男性のための離婚相談〜広島の弁護士 勁草法律事務所〜

よくある相談

不倫(不貞行為)の有無の調査にかかわる費用(探偵業者への支払い)は裁判ではどこまで認められるのでしょうか?

探偵業者の調査と有効性

 不貞行為(不倫)の証拠となるものは,LINE等SNSの履歴・領収証などや写真等もありますが,直接的な場面を抑えたいということで行われる証拠集めとして,探偵業者の調査があります。各探偵業者の方が不貞行為(不倫)の証拠集め(調査活動)をサービスの一つとして据えておられるように思われますが,費用や調査活動の内実等は業者により異なります。

 

 どのような成果を得られるかは業者や調査活動の中によっても異なりえますが,実際にそうした行為(疑わしい行為に過ぎない場合もあります)があったかどうかによっても異なります。調査をして,単に外であっているあるいは会食をしているだけでは,それだけで不貞行為(不倫)の証拠とはならないでしょう。同じ家やホテルでの宿泊などがあれば有力な証拠になりますし,そもそも張り込み活動等必ずしも調査が結果に結びつかない場合もありえます。

 

 要はそれだけで不貞行為(不倫)の証拠となる場合もあれば,ほかの証拠と合わせれば証拠になる場合,全く証拠にならない場合があります。全く証拠にならない場合としては,不貞行為(不倫)を示すものとは到底言えない場合です。このほか,証拠として意味があまりない場合もあり,例えば,SNSのやり取りなど他の証拠で既に十分である場合などです。

 

 こうした証拠の意味合いや費用面などはよく吟味をしておいた方がいいでしょう。

探偵費用は不貞行為の損害になる?

 探偵の調査を依頼しても,それが不貞行為の損害となるかどうかは重要な問題です。
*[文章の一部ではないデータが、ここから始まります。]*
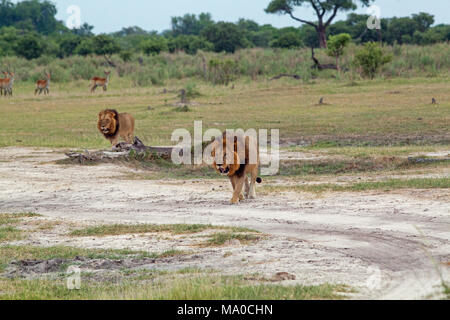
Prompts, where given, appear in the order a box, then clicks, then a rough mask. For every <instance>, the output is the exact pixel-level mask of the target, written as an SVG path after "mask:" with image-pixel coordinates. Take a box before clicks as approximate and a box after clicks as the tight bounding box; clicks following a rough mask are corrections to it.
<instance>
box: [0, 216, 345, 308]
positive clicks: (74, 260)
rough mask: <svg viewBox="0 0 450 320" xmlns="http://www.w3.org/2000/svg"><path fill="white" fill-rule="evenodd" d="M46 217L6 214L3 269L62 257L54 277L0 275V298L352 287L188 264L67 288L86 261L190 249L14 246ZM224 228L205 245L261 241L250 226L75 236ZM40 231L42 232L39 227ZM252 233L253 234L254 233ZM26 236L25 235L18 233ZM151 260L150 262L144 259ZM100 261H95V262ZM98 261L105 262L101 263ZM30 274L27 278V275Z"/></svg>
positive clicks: (128, 225)
mask: <svg viewBox="0 0 450 320" xmlns="http://www.w3.org/2000/svg"><path fill="white" fill-rule="evenodd" d="M36 217H40V216H39V215H36V214H32V213H23V214H5V213H0V235H6V236H0V273H3V272H5V271H7V268H8V266H11V265H20V264H24V265H33V263H46V264H47V263H48V265H51V264H52V261H53V263H55V261H58V260H59V262H57V263H59V264H57V266H56V267H55V270H53V271H52V276H51V277H49V276H48V275H47V276H45V275H40V276H39V277H36V275H32V274H30V275H29V277H24V276H22V277H20V276H15V277H3V276H2V277H0V299H4V300H5V299H6V300H9V299H26V300H29V299H32V300H34V299H37V300H43V299H44V300H45V299H51V300H54V299H164V300H167V299H183V300H186V299H187V300H197V299H199V300H211V299H220V300H224V299H233V300H235V299H257V300H265V299H295V300H300V299H303V300H305V299H306V300H308V299H343V298H344V297H345V296H344V295H343V294H345V293H347V292H349V290H350V288H348V287H346V286H343V285H331V284H322V285H316V286H302V285H293V286H282V285H275V284H272V282H273V281H272V280H271V279H265V278H263V277H261V276H259V275H257V274H255V275H252V276H248V275H247V276H243V275H233V276H224V275H221V274H219V273H217V272H216V271H214V270H207V269H202V270H200V269H196V268H186V269H180V270H176V271H168V270H159V269H139V268H137V269H136V268H134V269H127V268H120V269H119V270H116V271H114V270H109V271H106V272H105V270H103V271H102V272H101V273H99V270H97V272H83V273H81V275H80V277H81V284H82V285H81V288H80V289H79V290H70V289H68V288H67V277H68V275H67V268H68V267H69V266H70V265H72V266H73V265H77V263H81V261H93V262H94V261H98V260H100V261H102V263H103V264H104V263H111V262H113V263H114V262H117V261H123V260H125V259H132V260H133V261H139V260H143V259H152V263H154V262H155V260H159V259H167V258H176V257H177V256H181V255H186V254H187V253H184V252H181V251H178V250H168V251H164V252H160V253H150V252H144V251H133V250H128V249H122V250H117V249H85V248H84V249H83V248H78V247H69V246H50V247H38V246H33V245H17V244H16V245H11V244H10V242H11V241H14V240H18V239H26V238H27V236H29V234H30V232H33V230H28V231H27V232H24V231H23V227H24V226H25V225H29V223H30V220H29V219H30V218H36ZM207 229H209V230H215V229H217V230H219V231H220V230H222V231H225V232H217V233H213V234H212V235H210V236H208V237H206V238H208V239H206V242H204V245H203V246H221V245H224V243H225V242H226V241H230V240H233V239H234V240H238V241H240V242H242V243H243V244H247V243H250V242H254V241H258V240H259V239H261V238H262V236H261V235H260V234H258V233H256V232H253V231H251V230H248V229H244V228H233V227H226V226H224V227H213V226H210V225H186V224H182V225H165V226H160V227H158V226H156V225H110V226H99V227H94V228H85V229H76V230H74V231H73V232H71V233H69V235H71V236H85V237H86V236H88V237H95V236H106V235H120V234H128V235H136V234H139V233H157V232H171V233H174V234H190V233H195V232H201V231H204V230H207ZM34 232H42V230H39V229H35V230H34ZM249 232H251V233H249ZM18 235H20V238H19V237H17V236H18ZM144 263H145V262H144ZM94 265H95V264H94ZM96 265H101V264H99V263H97V264H96ZM25 278H26V279H25Z"/></svg>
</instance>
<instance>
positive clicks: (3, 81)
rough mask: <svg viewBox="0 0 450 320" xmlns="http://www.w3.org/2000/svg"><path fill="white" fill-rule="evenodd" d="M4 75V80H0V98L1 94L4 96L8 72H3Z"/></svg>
mask: <svg viewBox="0 0 450 320" xmlns="http://www.w3.org/2000/svg"><path fill="white" fill-rule="evenodd" d="M2 73H3V74H4V75H5V78H0V96H2V95H3V93H4V94H5V96H6V87H7V80H8V72H6V71H3V72H2Z"/></svg>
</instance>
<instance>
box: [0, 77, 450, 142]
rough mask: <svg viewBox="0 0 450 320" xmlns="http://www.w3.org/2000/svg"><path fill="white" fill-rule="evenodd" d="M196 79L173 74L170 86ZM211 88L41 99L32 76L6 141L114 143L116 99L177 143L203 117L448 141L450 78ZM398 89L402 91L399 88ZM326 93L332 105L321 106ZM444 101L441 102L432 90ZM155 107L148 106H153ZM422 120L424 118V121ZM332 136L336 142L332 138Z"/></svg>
mask: <svg viewBox="0 0 450 320" xmlns="http://www.w3.org/2000/svg"><path fill="white" fill-rule="evenodd" d="M186 82H192V81H191V80H182V81H173V82H171V84H170V86H168V89H176V88H178V87H183V86H184V85H185V84H186ZM197 83H198V85H197V90H198V91H199V92H201V93H202V96H200V97H198V98H195V99H194V101H195V102H196V103H197V105H194V106H190V107H189V108H190V109H191V112H176V111H174V110H173V109H174V107H173V106H172V103H174V102H176V101H177V99H178V98H177V97H176V95H170V94H163V93H161V90H162V88H161V87H151V88H131V87H126V86H125V87H123V88H122V89H120V88H119V87H115V86H114V83H112V85H111V90H110V91H109V92H108V93H106V94H103V93H99V94H96V95H92V96H91V95H89V93H88V92H87V91H88V90H87V85H86V88H84V87H82V86H80V83H68V84H55V88H54V89H53V90H52V95H51V96H49V97H38V98H35V97H34V96H33V93H32V90H31V89H32V88H31V86H30V85H29V84H27V83H21V82H19V81H18V82H17V84H16V91H17V95H16V96H14V97H13V98H12V99H11V98H8V99H3V100H1V101H2V108H0V127H1V128H2V131H1V133H0V146H17V145H18V146H36V147H70V148H82V149H86V148H106V147H109V143H108V141H106V140H105V139H104V138H103V137H102V136H101V134H100V133H98V132H97V129H96V121H97V115H98V112H99V110H100V109H103V108H106V107H111V106H114V107H115V108H117V109H118V110H119V111H120V112H129V113H131V114H133V115H134V116H135V118H136V135H137V136H139V137H140V138H141V139H142V141H144V142H145V143H146V144H148V145H168V144H172V142H171V141H170V138H171V134H172V131H173V130H174V129H177V128H186V129H188V130H189V131H191V132H192V131H193V123H194V120H202V121H203V129H204V131H205V130H207V129H209V128H217V129H219V130H223V129H225V128H237V127H242V128H255V129H259V128H265V129H279V130H280V135H281V140H282V141H287V140H290V141H294V142H300V141H307V142H308V141H309V142H313V141H316V142H317V141H319V142H320V141H328V142H329V143H328V145H329V146H332V145H333V144H337V145H339V146H341V145H364V144H368V145H394V144H401V143H403V144H417V143H420V144H436V143H439V142H441V143H444V142H445V143H448V141H449V136H448V119H449V115H450V108H449V107H450V102H448V101H450V92H449V91H448V85H447V83H448V79H447V78H412V79H390V80H385V81H382V80H375V81H363V82H361V84H362V86H359V87H348V86H346V83H345V82H342V81H339V80H324V79H318V80H316V81H315V82H314V83H301V82H300V83H299V82H298V81H289V80H281V81H271V82H266V81H245V80H242V81H241V82H237V83H236V89H235V90H231V89H230V88H229V87H223V86H211V85H209V84H205V83H202V82H201V81H197ZM392 91H398V92H400V93H399V94H390V92H392ZM321 97H325V100H326V102H327V103H328V105H324V106H320V107H318V106H315V105H316V104H317V101H318V100H319V99H320V98H321ZM432 97H437V98H438V100H439V101H440V103H439V104H438V105H436V106H431V98H432ZM149 105H151V106H152V110H148V106H149ZM419 119H421V120H419ZM330 143H331V144H330Z"/></svg>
これは結局は相手に支払い義務を負わせられるかという話ですが,ここでの話は裁判になった場合にどう判断をされるかという話になります。

 

 結論から言えば,裁判例によって結論は別れています。また,費用全てが認められるわけではない点にも注意は必要でしょう。言い換えると,実際に支払った調査費用がすべて認められるとは限らない(というよりは認められないケースが多い)傾向にあるように思われます。

どのような場合に,不貞行為の損害になるのでしょうか?

 それでは,裁判例の判断で損害に認められた場合とはどのような場合なのでしょうか?抽象的に言えば,不貞行為(不倫)の証明に不可欠な調査として探偵の調査が位置づけられる場合です。そして,費用についても不可欠といえる範囲では認められる傾向にあるように思われます。

 これは,損害となるものは不貞行為(不倫)と「相当因果関係」があるものとされ,簡単に言えば,一般的に見て不貞行為(不倫)の損害として通常認められる範囲ということで,絞り込みが働くということになります。

 

 例えば,探偵の調査がなくても,相手方がわかり不貞行為(不倫)を認めているケースやSNS等で既に不貞行為(不倫)の証拠に十分なる場合には,探偵の調査にあまり必要性はなくなります。この場合には,損害には含まれにくくなるでしょう。

 これに対し,探偵の調査がないと有力な証拠がない(慰謝料請求すべき相手方が不明な場合もありえるでしょう)場合には損害に含まれる部分が出てきます。ただし,この話は探偵の調査自体は必要不可欠になるという話でどこまでの調査が必要不可欠かは別の問題になってきますので,注意が必要です。例えば,長く行動調査する必要がない場合には,大きくカットされる可能性もあります。また,業者によって時間等の単価が異なりますが,ご依頼される業者の方の単価がそのまま損害となるわけではない点も注意が必要でしょう。これは,通常その単価が当然にかかるとは言えないためです。

 

 このように非常に複雑な面はありますので,どうなのか迷われた場合などは弁護士に相談をするのも方法の一つになるかもしれません。